While I did learn to read, however, I never learned to write well enough to produce a coherent essay of any length, on any subject. I feared expressing myself. I had reason to. School papers became grist for further dissection of our characters, and were thrown back in our faces with accusations about our motives and the “symptoms” that were supposedly revealed by our ideas. Writing even a factual essay was risky; writing fiction was downright reckless. Grammar itself became fair game for psychologizing/moralizing: “It’s ‘he and I,’ not ‘me and him,’ but then, you always think of ‘me’ first.”
The school stifled my extracurricular development far more extensively than it did my academic development. We were not to be diverted from the task of “understanding” our “problems” by concentrating on achieving excellence in debate, games, or any of the arts. Sports, too, were in general kept to a minimum, for two additional reasons: to prevent us from competing, and to prevent the possibility of physical accidents. Though we played with tennis balls and plastic bats, Bettelheim and most of the women counselors reacted with extreme ferocity to any mishap. The school particularly disliked team sports—because, I think, team members prod each other to play harder, and also because they tend to form independent loyalties and hierarchies.

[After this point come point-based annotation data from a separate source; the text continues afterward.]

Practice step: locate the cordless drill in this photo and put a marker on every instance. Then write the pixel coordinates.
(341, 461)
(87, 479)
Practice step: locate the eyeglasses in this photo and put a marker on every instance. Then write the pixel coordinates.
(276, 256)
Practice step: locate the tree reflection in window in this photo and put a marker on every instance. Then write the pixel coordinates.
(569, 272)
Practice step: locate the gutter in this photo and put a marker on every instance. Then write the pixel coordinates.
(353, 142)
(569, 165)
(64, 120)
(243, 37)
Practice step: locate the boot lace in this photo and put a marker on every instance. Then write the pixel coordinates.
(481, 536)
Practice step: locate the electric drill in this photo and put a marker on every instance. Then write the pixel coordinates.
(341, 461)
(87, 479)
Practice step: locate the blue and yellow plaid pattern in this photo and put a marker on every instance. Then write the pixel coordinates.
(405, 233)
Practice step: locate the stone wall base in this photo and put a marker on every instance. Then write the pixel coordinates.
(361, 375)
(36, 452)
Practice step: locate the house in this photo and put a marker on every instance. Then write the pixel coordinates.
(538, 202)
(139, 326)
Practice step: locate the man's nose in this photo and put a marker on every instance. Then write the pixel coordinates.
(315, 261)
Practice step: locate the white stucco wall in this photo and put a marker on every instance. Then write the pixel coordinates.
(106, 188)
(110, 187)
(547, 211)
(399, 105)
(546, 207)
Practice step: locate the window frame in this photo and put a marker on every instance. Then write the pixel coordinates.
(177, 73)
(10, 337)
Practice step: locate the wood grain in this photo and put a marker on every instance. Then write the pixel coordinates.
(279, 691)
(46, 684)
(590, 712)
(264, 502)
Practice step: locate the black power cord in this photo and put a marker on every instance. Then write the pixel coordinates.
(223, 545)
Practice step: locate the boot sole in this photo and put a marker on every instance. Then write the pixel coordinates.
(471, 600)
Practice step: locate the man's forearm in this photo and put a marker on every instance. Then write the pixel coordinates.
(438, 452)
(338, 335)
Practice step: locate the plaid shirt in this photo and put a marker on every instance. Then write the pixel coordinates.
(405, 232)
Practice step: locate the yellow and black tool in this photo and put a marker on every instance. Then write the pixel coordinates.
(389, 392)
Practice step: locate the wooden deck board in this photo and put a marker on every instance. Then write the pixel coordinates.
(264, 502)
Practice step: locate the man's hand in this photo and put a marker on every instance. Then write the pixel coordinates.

My physical awkwardness was another mark against me. At age nine, I joined a baseball team that some of the kids were trying to organize. I put my all into improving my skills. But I kept running into the institutional obsession with accidents. Every ball that hit a child was regarded as an intentional assault, requiring punishment. Needless to say, the intent did not have to be “conscious.” Though most of us were clumsy, if not “spastic,” our “unconscious” was credited with superhuman skill and with the single determination to bean other kids with tennis balls.

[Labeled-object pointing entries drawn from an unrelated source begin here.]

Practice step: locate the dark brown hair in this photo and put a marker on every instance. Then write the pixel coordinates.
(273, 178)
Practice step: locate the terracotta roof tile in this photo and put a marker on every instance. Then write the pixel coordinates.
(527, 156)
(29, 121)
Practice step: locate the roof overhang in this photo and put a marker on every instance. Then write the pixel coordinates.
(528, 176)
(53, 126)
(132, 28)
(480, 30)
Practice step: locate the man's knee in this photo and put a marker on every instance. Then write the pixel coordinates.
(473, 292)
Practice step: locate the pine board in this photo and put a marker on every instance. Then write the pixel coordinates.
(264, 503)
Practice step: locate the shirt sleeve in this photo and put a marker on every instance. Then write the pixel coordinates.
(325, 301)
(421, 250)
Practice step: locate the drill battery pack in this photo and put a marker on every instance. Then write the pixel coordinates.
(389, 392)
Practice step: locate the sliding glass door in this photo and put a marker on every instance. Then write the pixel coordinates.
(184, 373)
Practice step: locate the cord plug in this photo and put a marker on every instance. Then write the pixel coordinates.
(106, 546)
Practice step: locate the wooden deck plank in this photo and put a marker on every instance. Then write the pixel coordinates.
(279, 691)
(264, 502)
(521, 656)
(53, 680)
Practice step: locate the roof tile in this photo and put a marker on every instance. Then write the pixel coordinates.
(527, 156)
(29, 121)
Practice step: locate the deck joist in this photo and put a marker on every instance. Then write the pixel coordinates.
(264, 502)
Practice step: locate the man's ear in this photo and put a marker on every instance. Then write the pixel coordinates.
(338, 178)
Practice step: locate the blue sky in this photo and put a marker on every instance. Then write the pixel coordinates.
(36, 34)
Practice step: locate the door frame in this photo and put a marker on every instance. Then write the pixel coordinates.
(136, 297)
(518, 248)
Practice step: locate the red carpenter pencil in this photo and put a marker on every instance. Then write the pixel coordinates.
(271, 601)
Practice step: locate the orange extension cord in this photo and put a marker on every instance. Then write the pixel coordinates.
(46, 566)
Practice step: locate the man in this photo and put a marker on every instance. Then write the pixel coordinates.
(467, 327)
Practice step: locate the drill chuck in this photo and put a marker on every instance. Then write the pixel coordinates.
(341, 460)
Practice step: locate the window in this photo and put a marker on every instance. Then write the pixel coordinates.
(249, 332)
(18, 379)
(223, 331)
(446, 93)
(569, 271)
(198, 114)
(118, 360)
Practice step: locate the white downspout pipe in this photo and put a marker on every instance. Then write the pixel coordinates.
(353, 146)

In time I grew discouraged. They kept us from forming teams, from keeping score, from deciding with whom we would play, and from playing without the threat of punishment hanging over us.

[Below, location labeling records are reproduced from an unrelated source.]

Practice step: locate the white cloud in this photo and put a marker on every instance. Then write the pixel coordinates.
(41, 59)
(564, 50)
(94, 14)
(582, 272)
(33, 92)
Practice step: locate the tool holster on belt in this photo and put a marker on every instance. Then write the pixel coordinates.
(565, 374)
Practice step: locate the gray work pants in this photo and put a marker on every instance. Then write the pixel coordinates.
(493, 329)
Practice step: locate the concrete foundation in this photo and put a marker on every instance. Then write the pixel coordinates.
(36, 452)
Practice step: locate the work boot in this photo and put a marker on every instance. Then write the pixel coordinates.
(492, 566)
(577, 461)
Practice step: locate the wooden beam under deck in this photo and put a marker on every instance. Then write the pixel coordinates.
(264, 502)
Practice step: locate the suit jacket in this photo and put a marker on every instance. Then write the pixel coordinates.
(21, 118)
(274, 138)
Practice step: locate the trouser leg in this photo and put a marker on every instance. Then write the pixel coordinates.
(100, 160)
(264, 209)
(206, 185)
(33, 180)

Years passed. After they moved me to the older boys’ dorm I tried to take up sports again. The counselor let us play catch in the gym. I caught and threw to George, who stood across the gym. One throw was high and wide. George jumped several feet off the ground; though he just missed snagging the ball with his mitt, by a fluke the ball hit his head as it ricocheted off the corner of the high gym window. George behaved well, but the counselor decided to make an issue of it. He called off the game, took us back to the dorm, and collected us around the group table to await Bettelheim. When he arrived I tried, in a tremulous voice, to explain what had happened, but he cut me off with a slap in the face and continued to slap while he cut me down with words. Then he left, once more triumphant, I once more in tears.
Throughout my years at the school, my parents saw me improving; I felt myself deteriorating. The school left me with little ambition of any kind. “I’ll wait,” I told myself. “I’ll try to make up for it when I finally get out.” But I was counting on a nine-year limit and they kept me for twelve, almost until I was twenty.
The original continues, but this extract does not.